Q&A Q: Does Galenica grant equity awards to their employees? A: Galenica understands the importance of equity as a component of total compensation for employees and is in the process of evaluating the use of equity incentives as part of its compensation structure. We would expect Galenica to communicate any decisions regarding post-closing equity compensation once they have been made. Q: Will I receive my annual stock grant in August? A: Under the terms of the merger agreement, Relypsa is not permitted to make additional option grants pending completion of the transaction. We would expect Galenica to communicate any decisions regarding post-closing equity compensation once they have been made. Q: Is there a severance program in place for any positions that may be eliminated following the closing of the transaction? A: If your position is eliminated, employees below the Vice President level will be eligible for severance pursuant to Relypsa’s Change in Control Separation Benefits Plan which is available on our intranet under HR/benefits. For employees at the Vice President level and above, severance will be governed by your employment contract.

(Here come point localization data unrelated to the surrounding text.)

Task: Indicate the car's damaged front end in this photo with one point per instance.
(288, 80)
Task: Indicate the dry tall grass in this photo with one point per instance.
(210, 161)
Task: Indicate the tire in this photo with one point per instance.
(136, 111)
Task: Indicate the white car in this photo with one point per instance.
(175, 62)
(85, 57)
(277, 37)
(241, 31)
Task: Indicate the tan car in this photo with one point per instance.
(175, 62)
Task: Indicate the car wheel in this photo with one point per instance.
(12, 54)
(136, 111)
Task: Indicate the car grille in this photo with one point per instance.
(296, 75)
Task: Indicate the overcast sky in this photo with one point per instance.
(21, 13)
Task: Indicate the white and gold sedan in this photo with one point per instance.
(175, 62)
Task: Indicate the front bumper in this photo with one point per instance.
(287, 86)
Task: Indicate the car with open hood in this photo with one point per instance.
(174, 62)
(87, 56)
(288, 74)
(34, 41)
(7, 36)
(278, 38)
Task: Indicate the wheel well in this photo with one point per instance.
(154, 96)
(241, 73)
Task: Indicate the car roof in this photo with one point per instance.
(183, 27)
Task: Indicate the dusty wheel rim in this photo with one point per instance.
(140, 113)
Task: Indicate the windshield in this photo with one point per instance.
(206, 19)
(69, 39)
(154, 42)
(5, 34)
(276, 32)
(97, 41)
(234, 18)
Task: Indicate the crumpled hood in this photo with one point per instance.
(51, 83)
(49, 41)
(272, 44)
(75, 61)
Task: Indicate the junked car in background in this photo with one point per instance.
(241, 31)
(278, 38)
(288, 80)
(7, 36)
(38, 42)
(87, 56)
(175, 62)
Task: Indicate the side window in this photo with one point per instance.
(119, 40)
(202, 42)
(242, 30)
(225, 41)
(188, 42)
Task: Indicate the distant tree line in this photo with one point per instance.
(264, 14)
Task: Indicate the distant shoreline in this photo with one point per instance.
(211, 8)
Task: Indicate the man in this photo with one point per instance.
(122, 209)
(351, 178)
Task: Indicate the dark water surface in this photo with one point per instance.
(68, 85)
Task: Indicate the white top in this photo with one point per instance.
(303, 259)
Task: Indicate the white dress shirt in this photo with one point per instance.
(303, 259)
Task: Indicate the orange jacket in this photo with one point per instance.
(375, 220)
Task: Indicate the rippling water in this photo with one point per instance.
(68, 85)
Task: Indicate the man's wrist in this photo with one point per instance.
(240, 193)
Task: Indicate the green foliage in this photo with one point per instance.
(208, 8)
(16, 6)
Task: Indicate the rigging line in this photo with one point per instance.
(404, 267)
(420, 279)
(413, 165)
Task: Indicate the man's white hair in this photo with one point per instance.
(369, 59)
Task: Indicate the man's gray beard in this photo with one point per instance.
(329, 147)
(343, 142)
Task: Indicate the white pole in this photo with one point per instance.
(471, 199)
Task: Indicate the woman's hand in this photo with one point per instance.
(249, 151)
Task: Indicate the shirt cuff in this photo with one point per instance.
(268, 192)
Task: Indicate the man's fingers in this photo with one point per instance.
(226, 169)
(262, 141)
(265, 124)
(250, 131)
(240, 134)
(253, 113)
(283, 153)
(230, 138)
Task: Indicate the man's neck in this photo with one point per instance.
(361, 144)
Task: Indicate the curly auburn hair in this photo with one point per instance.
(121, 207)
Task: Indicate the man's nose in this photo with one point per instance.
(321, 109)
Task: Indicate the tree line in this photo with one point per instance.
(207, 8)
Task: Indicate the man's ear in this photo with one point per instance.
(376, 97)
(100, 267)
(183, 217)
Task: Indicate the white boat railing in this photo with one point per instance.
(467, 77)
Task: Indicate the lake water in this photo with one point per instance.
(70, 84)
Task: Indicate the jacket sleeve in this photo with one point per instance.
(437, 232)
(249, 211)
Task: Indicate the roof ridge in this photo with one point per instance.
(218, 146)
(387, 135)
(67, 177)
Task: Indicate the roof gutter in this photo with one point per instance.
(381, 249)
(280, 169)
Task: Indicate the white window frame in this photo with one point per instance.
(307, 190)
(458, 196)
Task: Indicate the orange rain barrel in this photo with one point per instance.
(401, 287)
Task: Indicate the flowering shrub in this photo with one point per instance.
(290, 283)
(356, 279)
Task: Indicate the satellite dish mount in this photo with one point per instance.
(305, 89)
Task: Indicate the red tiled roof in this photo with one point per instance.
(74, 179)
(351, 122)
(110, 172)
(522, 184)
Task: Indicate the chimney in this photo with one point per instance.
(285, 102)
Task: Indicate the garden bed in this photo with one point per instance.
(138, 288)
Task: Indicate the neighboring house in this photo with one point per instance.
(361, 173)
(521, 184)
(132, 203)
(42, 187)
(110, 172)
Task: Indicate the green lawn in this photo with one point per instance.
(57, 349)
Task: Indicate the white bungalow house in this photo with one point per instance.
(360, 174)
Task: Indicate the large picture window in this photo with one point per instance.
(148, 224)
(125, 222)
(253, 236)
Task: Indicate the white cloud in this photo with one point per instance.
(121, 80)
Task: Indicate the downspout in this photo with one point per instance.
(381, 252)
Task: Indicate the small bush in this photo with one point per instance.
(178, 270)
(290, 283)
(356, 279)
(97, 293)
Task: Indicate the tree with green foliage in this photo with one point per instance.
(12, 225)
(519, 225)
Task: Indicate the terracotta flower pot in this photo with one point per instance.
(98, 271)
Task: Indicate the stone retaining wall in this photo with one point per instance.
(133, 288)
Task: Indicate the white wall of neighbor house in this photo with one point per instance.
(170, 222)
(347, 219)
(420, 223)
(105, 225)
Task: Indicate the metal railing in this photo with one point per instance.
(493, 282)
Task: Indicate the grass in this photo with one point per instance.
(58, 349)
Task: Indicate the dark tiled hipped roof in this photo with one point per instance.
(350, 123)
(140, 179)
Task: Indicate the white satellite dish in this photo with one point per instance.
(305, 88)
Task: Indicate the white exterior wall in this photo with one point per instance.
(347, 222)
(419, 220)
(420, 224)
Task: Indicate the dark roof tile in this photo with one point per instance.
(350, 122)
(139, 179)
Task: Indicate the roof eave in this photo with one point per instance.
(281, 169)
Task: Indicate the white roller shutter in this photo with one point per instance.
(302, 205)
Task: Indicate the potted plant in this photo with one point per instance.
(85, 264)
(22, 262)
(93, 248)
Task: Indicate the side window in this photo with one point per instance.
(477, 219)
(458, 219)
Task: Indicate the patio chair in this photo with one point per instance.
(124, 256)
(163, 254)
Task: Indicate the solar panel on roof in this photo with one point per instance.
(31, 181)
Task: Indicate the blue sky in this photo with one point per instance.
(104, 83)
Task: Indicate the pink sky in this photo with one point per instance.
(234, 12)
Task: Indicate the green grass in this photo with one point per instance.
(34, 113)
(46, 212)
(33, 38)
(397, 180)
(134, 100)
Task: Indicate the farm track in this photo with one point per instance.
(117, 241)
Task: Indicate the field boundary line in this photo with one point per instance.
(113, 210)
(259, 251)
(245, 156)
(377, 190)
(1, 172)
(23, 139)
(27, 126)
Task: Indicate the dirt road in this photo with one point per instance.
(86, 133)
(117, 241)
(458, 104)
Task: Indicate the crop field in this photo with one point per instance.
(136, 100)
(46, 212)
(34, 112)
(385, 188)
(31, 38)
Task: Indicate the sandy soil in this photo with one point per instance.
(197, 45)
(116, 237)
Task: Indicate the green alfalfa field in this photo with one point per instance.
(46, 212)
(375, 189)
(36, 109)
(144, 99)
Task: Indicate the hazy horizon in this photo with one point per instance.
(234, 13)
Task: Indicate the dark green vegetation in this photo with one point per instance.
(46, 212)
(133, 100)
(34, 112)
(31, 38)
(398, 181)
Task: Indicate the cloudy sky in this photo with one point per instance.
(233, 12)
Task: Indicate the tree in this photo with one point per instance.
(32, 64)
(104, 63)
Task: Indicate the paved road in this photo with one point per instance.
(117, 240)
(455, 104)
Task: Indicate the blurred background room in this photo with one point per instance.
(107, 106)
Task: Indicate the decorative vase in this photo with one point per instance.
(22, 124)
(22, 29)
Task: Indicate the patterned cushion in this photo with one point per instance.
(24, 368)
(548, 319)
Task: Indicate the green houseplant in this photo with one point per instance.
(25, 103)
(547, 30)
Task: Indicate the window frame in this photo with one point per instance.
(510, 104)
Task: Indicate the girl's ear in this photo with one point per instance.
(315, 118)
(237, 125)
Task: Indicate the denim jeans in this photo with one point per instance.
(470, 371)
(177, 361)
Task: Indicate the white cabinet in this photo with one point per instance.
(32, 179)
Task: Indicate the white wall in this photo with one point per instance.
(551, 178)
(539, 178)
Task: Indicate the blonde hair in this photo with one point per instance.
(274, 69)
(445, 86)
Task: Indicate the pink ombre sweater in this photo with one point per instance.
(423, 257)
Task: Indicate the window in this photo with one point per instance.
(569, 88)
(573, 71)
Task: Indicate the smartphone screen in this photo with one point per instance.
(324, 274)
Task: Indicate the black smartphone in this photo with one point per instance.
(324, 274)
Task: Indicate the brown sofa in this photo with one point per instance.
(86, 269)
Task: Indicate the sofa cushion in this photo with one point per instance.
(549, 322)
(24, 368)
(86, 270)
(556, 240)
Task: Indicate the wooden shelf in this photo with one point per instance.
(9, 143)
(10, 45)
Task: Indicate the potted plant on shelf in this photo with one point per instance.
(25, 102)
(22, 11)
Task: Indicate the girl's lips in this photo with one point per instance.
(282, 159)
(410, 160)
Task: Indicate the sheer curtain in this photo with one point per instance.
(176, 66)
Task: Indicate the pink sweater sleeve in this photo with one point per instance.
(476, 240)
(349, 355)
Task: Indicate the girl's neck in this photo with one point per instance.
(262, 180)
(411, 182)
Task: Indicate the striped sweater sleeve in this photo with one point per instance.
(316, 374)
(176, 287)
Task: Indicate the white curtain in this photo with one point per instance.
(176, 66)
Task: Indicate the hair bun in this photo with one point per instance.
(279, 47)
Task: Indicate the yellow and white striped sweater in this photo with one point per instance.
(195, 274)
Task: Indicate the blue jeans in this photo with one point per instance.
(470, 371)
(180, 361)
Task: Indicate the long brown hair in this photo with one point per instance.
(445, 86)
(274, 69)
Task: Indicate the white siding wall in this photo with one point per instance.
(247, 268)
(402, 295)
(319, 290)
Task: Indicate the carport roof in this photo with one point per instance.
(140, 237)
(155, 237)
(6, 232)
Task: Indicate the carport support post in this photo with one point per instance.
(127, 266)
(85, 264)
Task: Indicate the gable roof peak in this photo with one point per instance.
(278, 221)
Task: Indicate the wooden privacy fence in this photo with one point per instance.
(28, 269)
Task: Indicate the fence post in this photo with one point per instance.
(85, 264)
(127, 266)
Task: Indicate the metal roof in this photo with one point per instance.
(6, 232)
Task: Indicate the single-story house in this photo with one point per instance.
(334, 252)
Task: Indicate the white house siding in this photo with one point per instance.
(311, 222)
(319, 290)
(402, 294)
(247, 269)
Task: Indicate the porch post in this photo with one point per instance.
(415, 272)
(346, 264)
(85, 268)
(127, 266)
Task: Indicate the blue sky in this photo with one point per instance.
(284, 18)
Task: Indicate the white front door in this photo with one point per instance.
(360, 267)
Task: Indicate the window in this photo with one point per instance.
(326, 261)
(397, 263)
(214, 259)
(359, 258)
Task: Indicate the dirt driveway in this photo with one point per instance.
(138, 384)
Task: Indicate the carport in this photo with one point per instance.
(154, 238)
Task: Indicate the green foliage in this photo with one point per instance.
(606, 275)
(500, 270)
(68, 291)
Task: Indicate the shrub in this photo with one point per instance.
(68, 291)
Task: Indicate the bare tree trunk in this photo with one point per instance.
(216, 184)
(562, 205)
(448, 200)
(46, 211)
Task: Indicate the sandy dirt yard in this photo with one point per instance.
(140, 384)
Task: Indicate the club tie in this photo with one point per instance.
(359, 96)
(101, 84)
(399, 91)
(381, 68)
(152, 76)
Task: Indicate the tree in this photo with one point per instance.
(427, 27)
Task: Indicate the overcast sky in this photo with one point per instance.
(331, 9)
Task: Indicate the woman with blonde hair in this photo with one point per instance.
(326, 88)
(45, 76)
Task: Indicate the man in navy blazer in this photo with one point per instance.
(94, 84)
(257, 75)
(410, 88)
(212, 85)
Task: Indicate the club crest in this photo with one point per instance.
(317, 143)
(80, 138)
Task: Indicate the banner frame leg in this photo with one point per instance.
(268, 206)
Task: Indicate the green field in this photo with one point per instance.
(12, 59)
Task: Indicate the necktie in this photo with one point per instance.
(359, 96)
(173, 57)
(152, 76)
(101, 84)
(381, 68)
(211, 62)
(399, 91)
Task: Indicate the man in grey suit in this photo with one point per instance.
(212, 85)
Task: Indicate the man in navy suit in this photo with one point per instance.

Q&A Q: What may I say to vendors, partners, suppliers and others that I have contact with in the normal course of business? A: Please refer to the press release that was posted to our website. Management is reaching out to our partners, suppliers, key vendors and key opinion leaders. Q: What should I do if I’m contacted by the media, investors or other members of the financial community or third parties about the transaction? A: If you receive any external inquiries related to the transaction, please immediately refer them to Charlotte Arnold, VP, Corporate communications and Investor Relations Q: What do we do between now and closing? A: Until the closing of the transaction, Relypsa and Vifor Pharma will continue to operate as separate companies and it is business as usual for both companies.

Q&A Q: If I have additional questions, who can I ask? A: We encourage you to speak with your manager or any member of the senior management team. For any benefit related questions, please ask a member of the HR team. We realize that you may have many questions over the coming weeks regarding such items as job function, compensation, employee benefits and post-closing activities. We will communicate new information when it becomes available and will provide answers to questions as soon as possible after decisions are made. An employee Q&A will be distributed shortly.